As a former gymnast myself, I get pretty indignant when I think about the age “limit” on gymnastics. Most sports can be played at any age, if the person is up to it, of course. Think about it —basketball, baseball, football, soccer, hockey, running, ultimate Frisbee, swimming… the list goes on. People of all ages participate in these sports. Whether it is a friendly pickup game of basketball on the weekend, or training for the Thanksgiving half-marathon or even just swimming laps at the pool, many athletes have the option to continue participating in their sport even after school ends. But with gymnastics, you can’t just go work out when you get the urge. Many gyms have an age limit of 18, because of insurance reasons. So after college, if you don’t go pro, then there are very few options available.
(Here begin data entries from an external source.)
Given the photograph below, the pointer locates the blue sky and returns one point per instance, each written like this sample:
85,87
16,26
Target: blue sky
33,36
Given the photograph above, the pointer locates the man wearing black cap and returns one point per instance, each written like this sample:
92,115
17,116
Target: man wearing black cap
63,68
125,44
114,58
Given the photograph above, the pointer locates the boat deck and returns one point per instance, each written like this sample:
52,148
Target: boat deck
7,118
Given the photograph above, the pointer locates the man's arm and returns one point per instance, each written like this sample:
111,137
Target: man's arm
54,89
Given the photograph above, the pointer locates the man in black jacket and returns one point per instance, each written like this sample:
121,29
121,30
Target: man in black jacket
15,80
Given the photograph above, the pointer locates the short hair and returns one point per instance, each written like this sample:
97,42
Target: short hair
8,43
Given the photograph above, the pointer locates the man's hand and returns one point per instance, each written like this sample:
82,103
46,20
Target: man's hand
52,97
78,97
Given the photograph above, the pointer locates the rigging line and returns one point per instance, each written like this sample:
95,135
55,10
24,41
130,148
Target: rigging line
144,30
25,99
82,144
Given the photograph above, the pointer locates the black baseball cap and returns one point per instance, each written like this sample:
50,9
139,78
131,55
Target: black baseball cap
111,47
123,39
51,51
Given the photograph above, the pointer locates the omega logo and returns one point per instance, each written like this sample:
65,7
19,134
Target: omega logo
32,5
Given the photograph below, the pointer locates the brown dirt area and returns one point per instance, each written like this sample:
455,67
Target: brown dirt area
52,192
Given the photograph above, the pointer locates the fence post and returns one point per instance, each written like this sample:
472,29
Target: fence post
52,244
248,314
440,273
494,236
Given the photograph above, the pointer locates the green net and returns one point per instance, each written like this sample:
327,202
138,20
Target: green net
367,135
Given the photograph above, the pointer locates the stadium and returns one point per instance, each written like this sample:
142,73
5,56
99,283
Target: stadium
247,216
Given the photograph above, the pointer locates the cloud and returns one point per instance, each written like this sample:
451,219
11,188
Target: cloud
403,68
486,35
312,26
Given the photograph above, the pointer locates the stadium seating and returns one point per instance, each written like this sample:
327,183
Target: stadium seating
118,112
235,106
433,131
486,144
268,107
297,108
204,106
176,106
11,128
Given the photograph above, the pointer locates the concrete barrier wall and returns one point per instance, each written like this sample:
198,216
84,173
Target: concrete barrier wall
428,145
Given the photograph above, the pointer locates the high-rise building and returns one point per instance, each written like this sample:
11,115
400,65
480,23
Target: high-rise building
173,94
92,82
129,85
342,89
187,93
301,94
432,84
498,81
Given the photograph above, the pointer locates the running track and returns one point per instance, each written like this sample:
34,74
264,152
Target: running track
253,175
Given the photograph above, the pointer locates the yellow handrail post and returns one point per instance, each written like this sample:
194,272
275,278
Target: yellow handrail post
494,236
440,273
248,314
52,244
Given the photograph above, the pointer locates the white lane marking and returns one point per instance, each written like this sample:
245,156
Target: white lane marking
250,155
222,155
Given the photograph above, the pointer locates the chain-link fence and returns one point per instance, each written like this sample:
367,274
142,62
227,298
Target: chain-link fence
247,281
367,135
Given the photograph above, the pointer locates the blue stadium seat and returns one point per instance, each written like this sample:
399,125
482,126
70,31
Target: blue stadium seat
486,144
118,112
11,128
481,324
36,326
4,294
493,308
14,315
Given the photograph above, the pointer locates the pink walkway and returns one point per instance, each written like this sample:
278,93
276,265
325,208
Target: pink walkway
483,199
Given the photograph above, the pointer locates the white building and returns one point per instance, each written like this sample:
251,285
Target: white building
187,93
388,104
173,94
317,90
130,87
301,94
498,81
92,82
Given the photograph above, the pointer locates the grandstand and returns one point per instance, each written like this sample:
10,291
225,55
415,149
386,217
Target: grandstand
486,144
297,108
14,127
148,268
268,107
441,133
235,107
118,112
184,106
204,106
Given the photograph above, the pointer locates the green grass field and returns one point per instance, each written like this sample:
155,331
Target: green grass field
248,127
If you’re on good terms with a coach who doesn’t mind you working out in their gym, that can work. Or if you start coaching at a gym, they may allow you to work out on the side — but not always. So, what’s a gymnast to do? While I have yet to find the perfect solution, here are some ways I’ve tried to appease my gymnastics “roots” in my early twenties.
- Coach. This one requires a fairly big commitment, but clearly keeps you involved in the sport. Even if you don’t have much time, you can probably still coach for a few hours a week. Many gyms need class coaches, and especially on the weekends. I know many people who just coach one or two classes on Saturday mornings. And, you do get the benefit of a little extra spending money!
- Judge. Again, this requires a big commitment, but you’ll definitely get your fill of gymnastics! My mother and sister both became judges and really enjoy it. It’s seasonal too, so you won’t have to give up much time in the summer. Learn how to become a gymnastics judge here. With judging, you mostly work on the weekends, so it won’t interfere with your job, and again you’ll be making a little extra cash!
- Yoga. I really enjoy yoga, and I like that I can continue to work on my flexibility. I mean hey, I worked hard for those splits! I may not be working out 20+ hours in a chalky gym anymore, but I still pride myself on being able to bust out a split. The blisters I can do without, the splits — I’ll keep.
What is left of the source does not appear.